Furthermore, for Cladocopium we found that the generalist ITS2 genotype C1 (LaJeunesse et al., 2003) co-dominated in our samples, which is consistent with a previous study showing C1 as a common genotype in T. maxima from around the world (Weber, 2009). We also found a smaller percentage of C3z, Cspd, and C50 ITS2 genotypes, which to our knowledge have not yet been found in T. maxima, and are usually restricted to corals (LaJeunesse et al., 2004; LaJeunesse et al., 2010; Macdonald et al., 2008; Shinzato et al., 2018). Finally, we did not detect any symbiont from the genus Durusdinium (Clade D) despite in-depth sequencing. However, Durusdinium has never been detected in T. maxima from French Polynesia compared to other regions such as the Indian Ocean (DeBoer et al., 2012; Weber, 2009). As we only worked with adult clams from shallow water, it would be interesting to confirm the hypotheses of Ikeda et al. (2017) and Weber (2009) who argued that Durusdinium symbionts might be restricted to “young” T. squamosa clams (less than 11 cm) or that giant clams harbored this dinoflagellate genus only when sampled from deeper reefs, respectively. Nevertheless, the small dataset used in the present study precludes us from making any relevant assumptions about potentially novel symbiont diversity in giant clams. In particular, the use of the Kallisto bioinformatics pipeline which restricted the analysis to 100% sequence similarity hits is likely not suitable for the many studies where a high degree of sequence novelty is found. Additionally, a weakness of the Kallisto method is that the analysis of k-mers that are poorly divergent and/or not well represented in the reference database may impact the final sequence annotation, in particular at the sub-clade level. For example, the ITS2 genotype C1 was only detected following NCBI blast, even though this sequence was present in our in-house database.
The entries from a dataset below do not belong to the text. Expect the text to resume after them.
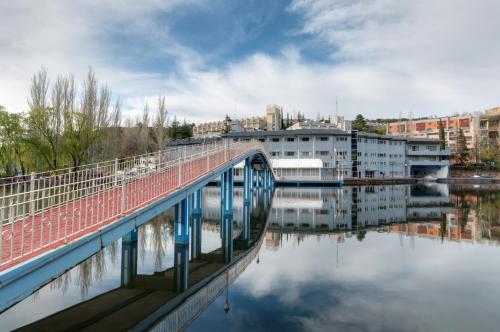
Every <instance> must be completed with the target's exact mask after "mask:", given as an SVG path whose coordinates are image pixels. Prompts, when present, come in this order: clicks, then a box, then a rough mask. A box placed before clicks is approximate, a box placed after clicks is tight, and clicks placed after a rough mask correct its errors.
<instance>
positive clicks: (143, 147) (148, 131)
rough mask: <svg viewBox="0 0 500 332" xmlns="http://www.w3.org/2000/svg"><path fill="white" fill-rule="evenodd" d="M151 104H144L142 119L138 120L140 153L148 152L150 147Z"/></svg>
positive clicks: (139, 145)
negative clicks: (150, 105) (150, 116)
mask: <svg viewBox="0 0 500 332" xmlns="http://www.w3.org/2000/svg"><path fill="white" fill-rule="evenodd" d="M149 122H150V121H149V106H148V103H146V105H144V109H143V111H142V116H141V119H140V121H137V126H138V129H139V133H138V134H139V135H138V139H139V153H141V154H143V153H147V152H148V147H149Z"/></svg>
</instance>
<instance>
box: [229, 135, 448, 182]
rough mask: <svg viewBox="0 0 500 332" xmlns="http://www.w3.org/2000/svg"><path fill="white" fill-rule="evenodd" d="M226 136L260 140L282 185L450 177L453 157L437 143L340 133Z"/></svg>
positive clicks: (247, 140) (245, 139)
mask: <svg viewBox="0 0 500 332" xmlns="http://www.w3.org/2000/svg"><path fill="white" fill-rule="evenodd" d="M224 137H226V138H228V139H231V140H233V141H255V142H261V143H262V144H263V145H264V146H265V148H266V150H267V151H268V152H269V154H270V157H271V162H272V166H273V169H274V171H275V175H276V176H277V177H278V180H282V181H285V180H336V179H343V178H407V177H412V176H414V177H425V176H434V177H443V178H445V177H448V169H449V160H448V159H449V154H450V153H449V151H448V150H446V149H442V148H441V144H440V141H437V140H431V139H419V140H414V139H407V138H401V137H393V136H380V135H376V134H367V133H358V132H356V131H350V132H347V131H342V130H338V129H298V130H281V131H264V132H239V133H238V132H234V133H229V134H226V135H224ZM409 147H410V148H409Z"/></svg>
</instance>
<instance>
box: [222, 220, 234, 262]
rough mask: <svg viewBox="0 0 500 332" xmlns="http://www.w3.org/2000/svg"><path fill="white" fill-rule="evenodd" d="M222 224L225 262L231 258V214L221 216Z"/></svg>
mask: <svg viewBox="0 0 500 332" xmlns="http://www.w3.org/2000/svg"><path fill="white" fill-rule="evenodd" d="M221 221H222V224H223V225H224V227H223V228H224V233H223V235H222V248H223V249H224V258H225V260H226V263H231V261H232V260H233V215H232V214H226V215H224V216H222V218H221Z"/></svg>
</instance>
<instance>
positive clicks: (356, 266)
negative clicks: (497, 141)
mask: <svg viewBox="0 0 500 332" xmlns="http://www.w3.org/2000/svg"><path fill="white" fill-rule="evenodd" d="M240 200H241V193H240V192H237V193H236V197H235V204H236V211H235V217H234V229H233V231H234V233H235V237H236V236H237V234H238V232H241V229H242V227H241V222H242V221H241V220H242V216H241V214H242V209H241V203H239V205H238V201H240ZM254 201H255V202H257V203H258V202H260V201H257V200H254ZM257 203H254V205H255V204H257ZM259 204H261V203H259ZM203 205H204V207H203V219H202V222H203V224H202V225H203V227H202V230H203V233H202V252H204V253H208V252H212V251H213V250H216V249H217V248H219V247H220V246H221V243H220V242H221V240H220V236H219V235H220V228H219V227H218V222H217V220H218V218H219V196H218V191H217V188H207V189H206V190H205V192H204V201H203ZM498 240H500V189H499V188H498V187H473V186H454V187H451V188H450V187H448V186H446V185H436V184H434V185H418V186H403V185H401V186H369V187H368V186H367V187H346V188H343V189H335V190H334V189H294V188H289V189H288V188H287V189H277V190H275V192H274V196H273V199H272V202H271V208H270V209H269V213H268V215H267V228H266V230H265V233H264V234H263V240H262V245H261V247H260V249H259V251H258V253H256V257H255V258H254V259H253V260H252V261H251V263H250V264H249V265H248V266H247V267H246V269H245V270H244V271H243V272H242V273H241V274H239V275H238V276H237V278H236V279H235V281H234V282H233V283H232V284H230V285H229V286H228V287H227V288H225V289H224V290H223V292H222V293H221V294H220V295H219V296H218V297H216V298H215V300H214V301H213V302H212V303H211V304H210V305H208V306H207V307H206V308H205V310H204V311H203V312H202V313H201V315H199V316H198V318H196V319H195V320H194V321H193V322H192V323H191V324H190V325H189V327H188V330H190V331H221V330H229V331H245V330H249V331H268V330H274V331H277V330H286V331H294V330H300V331H303V330H307V331H311V330H317V331H325V330H328V331H332V330H334V331H498V326H499V324H500V316H499V315H498V308H500V247H499V244H500V242H498ZM173 256H174V244H173V240H172V223H171V220H170V217H169V213H168V212H167V213H166V214H165V215H163V216H160V217H158V218H156V219H155V220H153V221H151V222H150V223H148V224H147V225H145V226H144V227H141V228H140V229H139V239H138V258H137V264H138V273H139V274H152V273H154V272H155V271H163V270H165V269H168V268H169V267H171V266H172V265H173V262H174V257H173ZM120 262H121V241H117V242H115V243H114V244H113V245H112V246H110V247H108V248H105V249H103V250H102V251H101V252H100V253H99V254H97V255H94V256H93V257H91V258H89V259H88V260H87V261H85V262H83V263H81V264H80V265H78V266H76V267H75V268H74V269H72V270H70V271H69V272H67V273H65V274H63V275H62V276H61V277H59V278H58V279H56V280H55V281H53V282H51V283H50V284H48V285H46V286H45V287H43V288H42V289H40V290H38V291H37V292H36V293H35V294H33V295H32V296H31V297H29V298H27V299H25V300H23V301H22V302H20V303H19V304H17V305H15V306H14V307H12V308H11V309H9V310H8V311H6V312H4V313H3V314H2V315H0V328H1V330H5V331H7V330H11V329H14V328H17V327H21V326H24V325H26V324H29V323H31V322H34V321H36V320H39V319H43V318H44V317H46V316H49V315H51V314H53V313H55V312H58V311H60V310H63V309H65V308H67V307H69V306H71V305H75V304H78V303H80V302H82V301H84V300H87V299H91V298H93V297H95V296H97V295H99V294H102V293H104V292H107V291H110V290H112V289H115V288H117V287H120V274H121V263H120Z"/></svg>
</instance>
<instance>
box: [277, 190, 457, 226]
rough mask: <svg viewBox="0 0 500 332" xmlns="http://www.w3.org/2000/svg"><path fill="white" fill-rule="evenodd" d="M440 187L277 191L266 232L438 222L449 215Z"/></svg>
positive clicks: (450, 203) (444, 195) (450, 210)
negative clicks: (386, 224) (404, 222)
mask: <svg viewBox="0 0 500 332" xmlns="http://www.w3.org/2000/svg"><path fill="white" fill-rule="evenodd" d="M444 187H446V185H438V184H434V185H432V186H429V185H413V186H407V185H396V186H364V187H344V188H341V189H299V188H287V189H277V190H276V192H275V195H274V198H273V205H272V208H271V216H270V224H269V225H268V229H270V230H280V231H284V232H292V231H293V232H296V231H299V232H300V231H303V232H320V233H321V232H331V231H333V230H342V229H353V228H356V227H366V226H377V225H381V224H389V223H396V222H405V221H408V220H418V219H419V218H420V219H424V220H439V217H440V216H441V215H442V214H443V213H449V212H451V208H450V205H451V201H450V198H449V195H448V191H447V189H446V188H444ZM426 194H427V196H426Z"/></svg>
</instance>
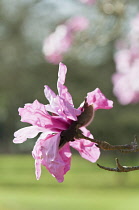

This is not ideal, and one could argue that sequences should have been blasted exclusively against GenBank. Nevertheless, the chosen bioinformatics pipeline did not affect the general findings of the present study and was appropriate for this purpose. It is our hope, however, that our multi-gene approach will be investigated further using a more comprehensive giant clam dataset along with the development of an alternative bioinformatics method guiding users on the assignment of genus to species-level taxon ID to novel multi-gene sequences for deposition to GenBank.